Open Xarno opened 1 year ago
I found a workaround when I add the swap size to the the memory size before sending it to the elastic beanstalk service.
/opt/elasticbeanstalk/lib/ruby/lib/ruby/gems/2.6.0/gems/healthd-sysstat-1.0.3-universal-linux/lib/healthd-sysstat/plugin.rb -> see "Change Start"
require 'healthd/daemon/plugins/fixed_interval_base'
require 'healthd/daemon/logger'
require 'executor'
module Healthd
module Plugins
module Sysstat
class Plugin < Daemon::Plugins::FixedIntervalBase
namespace 'system'
include Executor
@@loadavg_path = '/proc/loadavg'
@@stat_path = '/proc/stat'
@@meminfo_path = '/proc/meminfo'
@@cpuinfo_path = '/proc/cpuinfo'
@@diskspace_refresh_after = 300
@@cpuinfo_regexp = /^processor\s*:/
@@meminfo_regexp = /([\w\(\)]+):\s+([0-9]+)/
@@meminfo_keys = {
'MemTotal' => 'mem_total',
'MemAvailable' => 'mem_available',
'MemFree' => 'mem_free',
'Buffers' => 'buffers',
'Cached' => 'cached',
'SwapCached' => 'swap_cached',
'SwapTotal' => 'swap_total',
'SwapFree' => 'swap_free'
}
@@pid_name_regexp = /.*\/(.*)\.pid$/
def setup
# initialize cpu_usage
cpu_usage
end
def snapshot
data = {}
data = loadavg data
data = cpu_usage data
data = disk_space data
data = meminfo data
data = processor_count data
data = pids data
data
end
private
def loadavg(data={})
h = {}
h['1'],
h['5'],
h['15'] = File.read(@@loadavg_path).split.first(3).collect { |i| i.to_f.round 2 }
data['loadavg'] = h
data
end
private
def cpu_usage(data={})
h = {}
h['user'],
h['nice'],
h['system'],
h['idle'],
h['iowait'],
h['irq'],
h['softirq'] = File.read(@@stat_path).each_line.first.split.drop(1).collect(&:to_i)

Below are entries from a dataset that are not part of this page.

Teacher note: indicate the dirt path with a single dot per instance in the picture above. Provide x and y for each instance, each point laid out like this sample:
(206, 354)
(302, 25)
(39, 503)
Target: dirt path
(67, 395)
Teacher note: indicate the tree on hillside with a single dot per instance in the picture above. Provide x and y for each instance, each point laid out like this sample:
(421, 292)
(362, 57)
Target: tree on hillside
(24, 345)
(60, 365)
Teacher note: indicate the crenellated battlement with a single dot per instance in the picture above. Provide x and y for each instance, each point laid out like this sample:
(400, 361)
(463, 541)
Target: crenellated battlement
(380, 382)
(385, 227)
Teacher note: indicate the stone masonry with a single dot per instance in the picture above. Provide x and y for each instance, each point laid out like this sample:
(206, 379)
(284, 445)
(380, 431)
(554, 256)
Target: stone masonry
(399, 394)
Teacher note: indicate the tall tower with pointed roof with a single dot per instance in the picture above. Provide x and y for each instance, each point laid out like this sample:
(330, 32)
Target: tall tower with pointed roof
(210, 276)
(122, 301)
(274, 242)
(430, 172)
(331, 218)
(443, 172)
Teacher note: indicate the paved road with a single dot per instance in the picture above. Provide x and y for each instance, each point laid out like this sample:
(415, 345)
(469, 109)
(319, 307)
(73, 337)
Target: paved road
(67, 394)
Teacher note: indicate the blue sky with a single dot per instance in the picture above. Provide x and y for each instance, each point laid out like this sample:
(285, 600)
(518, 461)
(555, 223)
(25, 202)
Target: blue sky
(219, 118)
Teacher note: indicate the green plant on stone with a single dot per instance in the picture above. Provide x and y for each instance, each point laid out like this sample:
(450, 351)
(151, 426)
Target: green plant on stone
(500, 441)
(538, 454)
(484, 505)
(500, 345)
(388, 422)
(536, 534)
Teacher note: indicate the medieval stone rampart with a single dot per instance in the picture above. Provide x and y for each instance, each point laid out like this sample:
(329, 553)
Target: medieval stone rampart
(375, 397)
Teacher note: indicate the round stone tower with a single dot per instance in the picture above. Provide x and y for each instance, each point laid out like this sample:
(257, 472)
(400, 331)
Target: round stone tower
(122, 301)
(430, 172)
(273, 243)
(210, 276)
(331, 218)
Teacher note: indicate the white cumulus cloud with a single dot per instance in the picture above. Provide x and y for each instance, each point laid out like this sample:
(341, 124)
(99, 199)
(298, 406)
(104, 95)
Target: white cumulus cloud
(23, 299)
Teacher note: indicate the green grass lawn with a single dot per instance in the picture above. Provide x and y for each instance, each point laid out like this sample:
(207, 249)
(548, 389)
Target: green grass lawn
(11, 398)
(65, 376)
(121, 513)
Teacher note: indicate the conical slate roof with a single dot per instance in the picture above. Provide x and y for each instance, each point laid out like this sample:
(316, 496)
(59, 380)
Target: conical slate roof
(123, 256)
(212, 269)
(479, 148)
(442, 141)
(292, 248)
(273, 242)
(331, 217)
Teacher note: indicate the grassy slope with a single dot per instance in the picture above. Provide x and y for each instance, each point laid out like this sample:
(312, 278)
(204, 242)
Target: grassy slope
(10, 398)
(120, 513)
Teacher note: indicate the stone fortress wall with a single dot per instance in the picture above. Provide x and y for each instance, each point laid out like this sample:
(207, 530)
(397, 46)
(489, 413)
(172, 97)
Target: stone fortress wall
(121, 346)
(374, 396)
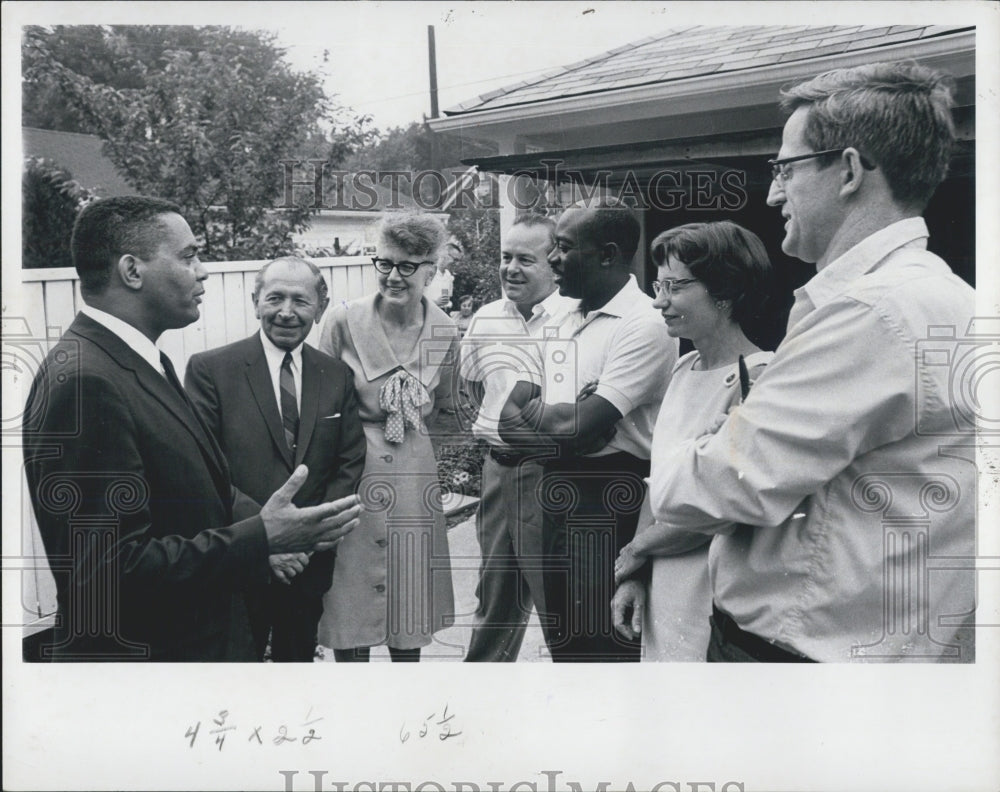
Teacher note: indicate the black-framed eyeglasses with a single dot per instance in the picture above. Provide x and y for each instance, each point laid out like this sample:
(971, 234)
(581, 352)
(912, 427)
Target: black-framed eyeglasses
(671, 285)
(779, 167)
(404, 268)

delta = h.merge @cpu_usage do |key, current, previous|
current - previous
end if @cpu_usage
@cpu_usage = h
data['cpu_usage'] = delta
data
end
private
def disk_space(data={})
@diskspace_at ||= Time.at 0
@diskspace ||= nil
if Time.now - @diskspace_at > @@diskspace_refresh_after
if stats = fs_stats
@diskspace_at = Time.now
@diskspace = stats
end
end
raise "diskspace statistics not available" unless @diskspace
data['disk_space'] = { '/' => @diskspace }
data
end
private
def fs_stats
output = sh %[stat --file-system --format "%s %b %a" /]
h = {}
h['block_size'],
h['block_count'],
h['free_blocks'] = output.split.collect(&:to_i)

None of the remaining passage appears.